Thorner M O, Martin W H, Ragan G E, MacLeod R M, Feldman P S, Bruni C, Williamson B R, Orth D N
Acta Endocrinol (Copenh). 1982 Mar;99(3):364-70. doi: 10.1530/acta.0.0990364.
A patient with a thymic carcinoid tumour causing ectopic ACTH syndrome is presented. The case illustrates the rapid development of the clinical and laboratory findings often associated with ectopic secretion of ACTH, including severe proximal myopathy, emotional lability, and hypokalaemic alkalosis. Interpretation of conventional tests of pituitary-adrenal function was complicated by intermittent secretion of ACTH by the tumour. The results of selective venous sampling for ACTH ruled out pituitary ACTH hypersecretion and were suggestive of a thymic source; computerized tomography of the chest localized the tumour. In vivo and in vitro investigations confirmed excessive ACTH production by the tumour, and surgical resection plus radiotherapy has resulted in resolution of the syndrome. The diagnostic problems created by intermittent secretion of ACTH by these tumours and the pre-operative and post-operative medical management of these patients are discussed.

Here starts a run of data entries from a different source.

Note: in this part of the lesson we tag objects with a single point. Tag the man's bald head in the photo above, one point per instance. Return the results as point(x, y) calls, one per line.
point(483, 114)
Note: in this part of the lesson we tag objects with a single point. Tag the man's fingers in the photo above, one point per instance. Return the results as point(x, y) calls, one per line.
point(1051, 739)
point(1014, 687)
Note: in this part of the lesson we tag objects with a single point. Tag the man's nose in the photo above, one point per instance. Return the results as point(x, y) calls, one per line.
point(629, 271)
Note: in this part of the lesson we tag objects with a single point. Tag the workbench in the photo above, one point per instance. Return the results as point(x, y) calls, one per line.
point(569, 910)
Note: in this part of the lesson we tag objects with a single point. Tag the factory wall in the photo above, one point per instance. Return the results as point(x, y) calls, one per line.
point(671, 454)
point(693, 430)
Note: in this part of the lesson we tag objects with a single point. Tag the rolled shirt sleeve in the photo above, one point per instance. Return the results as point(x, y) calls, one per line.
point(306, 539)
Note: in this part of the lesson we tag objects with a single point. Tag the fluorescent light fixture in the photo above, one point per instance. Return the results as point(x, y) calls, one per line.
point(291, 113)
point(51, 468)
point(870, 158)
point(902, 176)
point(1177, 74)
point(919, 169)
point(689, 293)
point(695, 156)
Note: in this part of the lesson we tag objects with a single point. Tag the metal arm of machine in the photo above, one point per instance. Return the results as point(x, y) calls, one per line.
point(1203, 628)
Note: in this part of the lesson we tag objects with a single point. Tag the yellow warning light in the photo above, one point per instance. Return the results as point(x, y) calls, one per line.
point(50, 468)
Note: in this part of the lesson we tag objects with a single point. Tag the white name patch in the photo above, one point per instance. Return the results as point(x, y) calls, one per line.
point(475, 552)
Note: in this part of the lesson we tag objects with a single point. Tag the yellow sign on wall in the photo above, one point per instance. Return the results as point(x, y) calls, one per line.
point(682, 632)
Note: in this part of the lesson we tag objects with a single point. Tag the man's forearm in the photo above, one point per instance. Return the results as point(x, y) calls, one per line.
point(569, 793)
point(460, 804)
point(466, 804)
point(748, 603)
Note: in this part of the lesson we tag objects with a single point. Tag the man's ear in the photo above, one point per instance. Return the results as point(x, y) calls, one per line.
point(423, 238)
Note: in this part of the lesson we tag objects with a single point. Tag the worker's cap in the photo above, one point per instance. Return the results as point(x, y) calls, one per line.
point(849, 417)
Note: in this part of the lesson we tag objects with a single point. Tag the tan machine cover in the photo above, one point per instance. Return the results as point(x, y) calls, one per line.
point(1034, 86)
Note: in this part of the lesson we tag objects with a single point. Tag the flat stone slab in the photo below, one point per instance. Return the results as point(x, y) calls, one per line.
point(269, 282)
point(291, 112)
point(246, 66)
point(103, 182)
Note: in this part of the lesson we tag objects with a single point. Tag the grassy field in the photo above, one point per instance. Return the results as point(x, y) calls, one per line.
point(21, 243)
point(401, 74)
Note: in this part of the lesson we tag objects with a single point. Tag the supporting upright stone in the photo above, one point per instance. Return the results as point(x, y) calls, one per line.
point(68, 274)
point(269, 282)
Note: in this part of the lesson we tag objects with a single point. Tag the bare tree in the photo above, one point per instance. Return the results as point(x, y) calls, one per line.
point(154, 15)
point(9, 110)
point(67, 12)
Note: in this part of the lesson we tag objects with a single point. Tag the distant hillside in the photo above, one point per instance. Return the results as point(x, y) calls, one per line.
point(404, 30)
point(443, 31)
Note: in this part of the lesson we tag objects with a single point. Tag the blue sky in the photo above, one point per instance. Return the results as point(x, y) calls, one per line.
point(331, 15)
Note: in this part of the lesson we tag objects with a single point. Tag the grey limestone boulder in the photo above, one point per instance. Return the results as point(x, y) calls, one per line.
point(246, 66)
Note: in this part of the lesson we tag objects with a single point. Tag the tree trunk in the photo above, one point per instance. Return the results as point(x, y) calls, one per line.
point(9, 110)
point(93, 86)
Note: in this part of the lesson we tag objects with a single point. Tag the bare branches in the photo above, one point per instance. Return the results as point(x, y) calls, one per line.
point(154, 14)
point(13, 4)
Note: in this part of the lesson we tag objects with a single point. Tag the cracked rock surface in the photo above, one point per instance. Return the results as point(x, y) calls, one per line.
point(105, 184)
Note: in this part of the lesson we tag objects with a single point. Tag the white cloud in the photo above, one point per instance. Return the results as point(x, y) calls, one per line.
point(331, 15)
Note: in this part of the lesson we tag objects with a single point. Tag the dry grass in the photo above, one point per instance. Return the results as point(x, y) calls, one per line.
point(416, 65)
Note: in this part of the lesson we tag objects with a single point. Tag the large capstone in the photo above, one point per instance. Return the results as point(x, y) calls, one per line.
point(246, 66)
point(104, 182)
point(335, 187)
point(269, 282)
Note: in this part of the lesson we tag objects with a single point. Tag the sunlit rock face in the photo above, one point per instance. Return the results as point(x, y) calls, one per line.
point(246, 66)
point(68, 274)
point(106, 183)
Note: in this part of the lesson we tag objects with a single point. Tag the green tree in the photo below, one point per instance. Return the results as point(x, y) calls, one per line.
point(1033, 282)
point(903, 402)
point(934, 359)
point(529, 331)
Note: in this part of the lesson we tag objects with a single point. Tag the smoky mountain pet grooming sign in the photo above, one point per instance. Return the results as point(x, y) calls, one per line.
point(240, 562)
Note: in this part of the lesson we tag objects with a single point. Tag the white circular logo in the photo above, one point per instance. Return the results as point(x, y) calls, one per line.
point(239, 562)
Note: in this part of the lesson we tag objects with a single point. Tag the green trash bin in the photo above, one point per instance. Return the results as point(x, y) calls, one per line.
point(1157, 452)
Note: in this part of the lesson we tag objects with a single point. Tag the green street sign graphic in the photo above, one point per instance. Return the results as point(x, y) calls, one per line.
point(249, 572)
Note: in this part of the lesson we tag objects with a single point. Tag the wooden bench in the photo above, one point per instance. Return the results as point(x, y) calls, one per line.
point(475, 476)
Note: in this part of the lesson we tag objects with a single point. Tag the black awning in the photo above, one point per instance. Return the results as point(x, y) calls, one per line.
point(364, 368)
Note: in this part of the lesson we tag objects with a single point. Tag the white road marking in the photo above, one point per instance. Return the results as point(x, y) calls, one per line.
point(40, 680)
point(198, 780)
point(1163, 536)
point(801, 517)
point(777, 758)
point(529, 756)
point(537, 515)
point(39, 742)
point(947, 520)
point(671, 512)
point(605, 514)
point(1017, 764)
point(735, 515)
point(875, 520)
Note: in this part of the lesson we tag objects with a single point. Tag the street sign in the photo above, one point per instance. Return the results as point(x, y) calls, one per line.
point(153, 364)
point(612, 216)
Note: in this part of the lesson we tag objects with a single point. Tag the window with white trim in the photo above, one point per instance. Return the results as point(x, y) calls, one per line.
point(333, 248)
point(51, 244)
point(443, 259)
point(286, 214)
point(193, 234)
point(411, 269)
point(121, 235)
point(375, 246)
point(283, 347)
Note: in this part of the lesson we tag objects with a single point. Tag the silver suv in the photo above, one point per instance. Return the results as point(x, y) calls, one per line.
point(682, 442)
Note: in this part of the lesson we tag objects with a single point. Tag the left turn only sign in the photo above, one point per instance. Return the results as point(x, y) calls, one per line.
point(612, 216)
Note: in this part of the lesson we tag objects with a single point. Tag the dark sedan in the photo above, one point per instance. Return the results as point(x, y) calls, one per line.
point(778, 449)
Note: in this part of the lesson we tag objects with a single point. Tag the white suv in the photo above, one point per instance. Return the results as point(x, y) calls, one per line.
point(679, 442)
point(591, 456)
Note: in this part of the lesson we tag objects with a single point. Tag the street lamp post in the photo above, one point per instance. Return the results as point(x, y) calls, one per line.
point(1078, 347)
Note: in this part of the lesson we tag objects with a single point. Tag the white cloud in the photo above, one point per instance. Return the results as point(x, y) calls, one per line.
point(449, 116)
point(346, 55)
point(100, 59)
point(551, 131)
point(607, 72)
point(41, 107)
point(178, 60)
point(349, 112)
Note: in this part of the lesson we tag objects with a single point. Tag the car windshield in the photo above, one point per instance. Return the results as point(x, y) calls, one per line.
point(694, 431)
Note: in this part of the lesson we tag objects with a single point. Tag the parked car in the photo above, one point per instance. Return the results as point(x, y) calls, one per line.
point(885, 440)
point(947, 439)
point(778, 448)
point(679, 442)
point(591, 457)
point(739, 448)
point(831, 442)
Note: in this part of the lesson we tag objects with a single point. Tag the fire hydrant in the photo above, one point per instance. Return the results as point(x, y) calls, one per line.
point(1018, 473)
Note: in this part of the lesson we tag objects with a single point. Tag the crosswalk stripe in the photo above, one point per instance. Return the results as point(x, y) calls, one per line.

本文介绍了一例由胸腺类癌肿瘤引起异位促肾上腺皮质激素(ACTH)综合征的患者。该病例说明了常与ACTH异位分泌相关的临床和实验室检查结果的快速发展,包括严重的近端肌病、情绪不稳定和低钾性碱中毒。肿瘤间歇性分泌ACTH使垂体-肾上腺功能的传统检查结果解读变得复杂。ACTH选择性静脉采样结果排除了垂体ACTH分泌过多,并提示胸腺来源;胸部计算机断层扫描确定了肿瘤的位置。体内和体外研究证实肿瘤产生过多ACTH,手术切除加放疗已使该综合征得到缓解。本文讨论了这些肿瘤间歇性分泌ACTH所产生的诊断问题以及这些患者的术前和术后药物治疗。